Our findings demonstrate a novel score system with good discriminatory ability for differentiating between children with Kawasaki disease and other febrile children, as well as highlight the importance of eosinophil in Kawasaki disease. Using this novel score system can help first-line physicians diagnose and then treat Kawasaki disease early.
The most common reason that young children seek medical care in pediatric emergency departments (PED) is fever [1]. In most cases, the primary causes of such fever consist of self-limited viral infection or bacterial infection [2]. Among febrile children (FC), Kawasaki disease (KD) is the most concerning with regard to acquired heart disease in children under the age of 5 years old [3]. KD is characterized by prolonged fever for more than 5 days, bilateral non-purulent conjunctivitis, diffuse mucosal inflammation, polymorphous skin rashes, indurative angioedema of the hands and feet, and non-suppurative cervical lymphadenopathy; fever lasting more than 96 hours with erythematous changes on the palm and three other major symptoms can also fit the diagnosis of KD [4, 5]. However, all the major signs for diagnosing KD are subjective. To prevent the most severe sequela or complications of coronary artery aneurysms (CAA) in KD patients [4, 6], intravenous immunoglobulin (IVIG) therapy needs to be introduced early in order to reduce the complication of CAA. Both randomized, controlled studies and meta-analyses have confirmed that IVIG treatment in KD patients is most effective when given within 10 days of fever onset and also reduces the risk of CAA [5, 7–9]. Therefore, early awareness of KD is particularly important for both clinicians and parents. However, the greatest challenge for clinicians in PED is the early identification of KD itself because KD shares many clinical signs with other childhood febrile illnesses [10]. Furthermore, 20%‐30% of KD patients do not completely fulfill the above diagnostic criteria and are thus considered as incomplete KD, which often makes diagnosis even more challenging for clinicians that are not experienced pediatricians [5, 11].

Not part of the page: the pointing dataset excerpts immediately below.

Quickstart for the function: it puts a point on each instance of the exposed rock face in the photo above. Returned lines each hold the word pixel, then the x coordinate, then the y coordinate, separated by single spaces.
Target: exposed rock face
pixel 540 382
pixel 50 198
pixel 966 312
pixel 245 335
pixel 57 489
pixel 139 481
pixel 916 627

Although no single laboratory examination can serve as a golden standard diagnostic tool for KD, we have endeavored to develop many quick methods for the early identification of KD [12–14]. However, such methods are still far from being applied in clinical practice. Ling et al. described a KD scoring system with either clinical presentation, laboratory test results, or their combination to differentiate KD from FC [15] and further improved their two-step algorithm with another cohort in 2016 [10]. Nevertheless, subjective clinical presentations still played an important role in their prediction model. In this study, we developed and assessed a new scoring system of objective routine blood measurements without any clinical inspection data for distinguishing KD in young FC in PED.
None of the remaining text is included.